Source: The Straits Times, 5 July 2015
“Insurance protection is important as it gives me peace of mind,” said Mr Yeo. “If something happens to me, I know that my family will be well covered.”
As Mr Yeo has a family history of certain medical conditions, he was concerned about covering himself against critical illness as he grew older. His father, a diabetic, died from a heart attack at 71.
Mr Yeo started out with four policies – a whole life plan, two endowment plans and a regular premium, investment-linked insurance policy (ILP) – which amount to a total sum assured of $210,000 and a critical illness cover of $50,000. His total annual premiums were about $6,000.
REVIEW IN 2008
In 2008, his financial adviser recommended that he boost his critical illness cover to $330,000 by adding two plans – a regular premium ILP and a whole life limited-pay 20-year plan – both of which offer critical illness protection. Mr Yeo also bought private integrated Shield plans for him and his family, which will help cover hospitalisation bills.
Back then, Mr Yeo was aware that he did not need to hold the ILP policy for his lifetime. With an annual premium of $2,400, the plan’s sum assured was $180,000 and it came with a critical illness cover of an equivalent value.

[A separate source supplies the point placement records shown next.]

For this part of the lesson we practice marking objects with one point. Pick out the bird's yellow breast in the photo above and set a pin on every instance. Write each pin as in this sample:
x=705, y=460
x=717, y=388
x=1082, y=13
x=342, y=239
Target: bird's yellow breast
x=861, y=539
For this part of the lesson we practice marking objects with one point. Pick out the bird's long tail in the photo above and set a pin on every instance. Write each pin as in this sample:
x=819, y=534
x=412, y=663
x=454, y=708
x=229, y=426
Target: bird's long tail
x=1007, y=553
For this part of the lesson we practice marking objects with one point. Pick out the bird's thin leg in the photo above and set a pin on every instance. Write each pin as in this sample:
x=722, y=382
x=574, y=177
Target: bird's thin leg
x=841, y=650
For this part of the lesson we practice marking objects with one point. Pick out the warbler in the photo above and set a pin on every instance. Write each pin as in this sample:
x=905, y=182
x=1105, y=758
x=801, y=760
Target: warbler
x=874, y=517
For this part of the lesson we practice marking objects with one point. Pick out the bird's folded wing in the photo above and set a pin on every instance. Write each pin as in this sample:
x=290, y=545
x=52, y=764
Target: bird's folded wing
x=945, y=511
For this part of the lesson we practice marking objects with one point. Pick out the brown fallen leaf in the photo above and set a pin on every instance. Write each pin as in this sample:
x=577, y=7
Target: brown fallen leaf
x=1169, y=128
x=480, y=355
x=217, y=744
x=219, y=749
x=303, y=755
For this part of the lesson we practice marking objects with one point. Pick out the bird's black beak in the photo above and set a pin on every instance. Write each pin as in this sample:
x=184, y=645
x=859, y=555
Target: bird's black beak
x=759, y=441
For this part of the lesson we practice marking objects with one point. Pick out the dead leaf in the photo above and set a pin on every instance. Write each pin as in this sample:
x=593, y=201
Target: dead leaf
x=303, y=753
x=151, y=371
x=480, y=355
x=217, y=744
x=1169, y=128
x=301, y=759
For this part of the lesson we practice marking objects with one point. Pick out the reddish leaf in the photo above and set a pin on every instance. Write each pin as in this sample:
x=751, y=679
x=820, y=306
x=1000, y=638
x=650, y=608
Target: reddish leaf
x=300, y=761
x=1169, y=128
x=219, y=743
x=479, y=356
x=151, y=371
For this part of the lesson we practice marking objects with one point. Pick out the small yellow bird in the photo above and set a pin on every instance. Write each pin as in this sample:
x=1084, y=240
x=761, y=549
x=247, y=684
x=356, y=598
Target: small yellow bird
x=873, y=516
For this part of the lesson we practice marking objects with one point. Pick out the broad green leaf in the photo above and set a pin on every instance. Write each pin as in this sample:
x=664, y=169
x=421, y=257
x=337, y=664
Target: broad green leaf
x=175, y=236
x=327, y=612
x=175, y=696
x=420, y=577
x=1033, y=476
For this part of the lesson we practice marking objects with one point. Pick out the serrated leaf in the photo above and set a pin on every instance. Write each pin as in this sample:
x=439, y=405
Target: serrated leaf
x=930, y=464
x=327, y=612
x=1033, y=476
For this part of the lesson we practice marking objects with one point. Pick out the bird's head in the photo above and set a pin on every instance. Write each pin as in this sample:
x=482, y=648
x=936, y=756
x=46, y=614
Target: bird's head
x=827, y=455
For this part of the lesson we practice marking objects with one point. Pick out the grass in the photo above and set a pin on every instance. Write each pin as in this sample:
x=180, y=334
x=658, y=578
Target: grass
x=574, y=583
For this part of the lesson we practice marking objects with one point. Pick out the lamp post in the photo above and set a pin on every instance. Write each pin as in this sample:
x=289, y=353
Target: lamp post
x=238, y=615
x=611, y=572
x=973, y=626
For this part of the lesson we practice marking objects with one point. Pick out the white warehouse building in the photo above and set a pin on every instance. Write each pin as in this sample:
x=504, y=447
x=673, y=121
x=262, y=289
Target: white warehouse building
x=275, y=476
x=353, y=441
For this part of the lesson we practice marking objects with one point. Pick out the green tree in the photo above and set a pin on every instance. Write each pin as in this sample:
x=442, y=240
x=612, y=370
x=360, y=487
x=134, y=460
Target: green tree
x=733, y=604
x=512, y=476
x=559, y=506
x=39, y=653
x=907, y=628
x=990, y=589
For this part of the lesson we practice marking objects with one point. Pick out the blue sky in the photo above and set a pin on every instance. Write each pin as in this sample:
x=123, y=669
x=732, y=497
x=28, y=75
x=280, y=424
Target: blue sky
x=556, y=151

The whole life limited-pay plan, which has a sum assured of $100,000 and a critical illness cover of the same value, has an annual premium of $2,458.
At this point, his total sum assured and critical illness cover was $490,000 and $330,000, and the total annual premiums for his plans were about $11,000.
REVIEW LAST YEAR
Mr Yeo wanted to ensure that his critical illness insurance covers him for life without increasing his premiums significantly.
He decided to restructure his insurance portfolio by surrendering his two ILPs and buying another whole life limited-pay policy. The latter requires premiums payments for 25 years and he enjoys a lifetime protection cover as long as he does not surrender the plan. The whole life plan has a sum assured of $230,000 and a critical illness cover of the same value, coupled with an early care cover which covers critical illnesses at different stages of severity.
After these changes, Mr Yeo’s total death benefit was reduced marginally to $440,000 while his critical illness cover was maintained at $330,000 with an enhanced early care component of $100,000. His premiums amounted to $11,444.
How about yourself? When is the last time do you review your existing policies with your financial planner? Do a comprehensive financial review annually that includes your financial objectives, time horizon, budget and your risk appetite. Do not have the wrong impression that buying just one plan is enough to last you for your lifetime.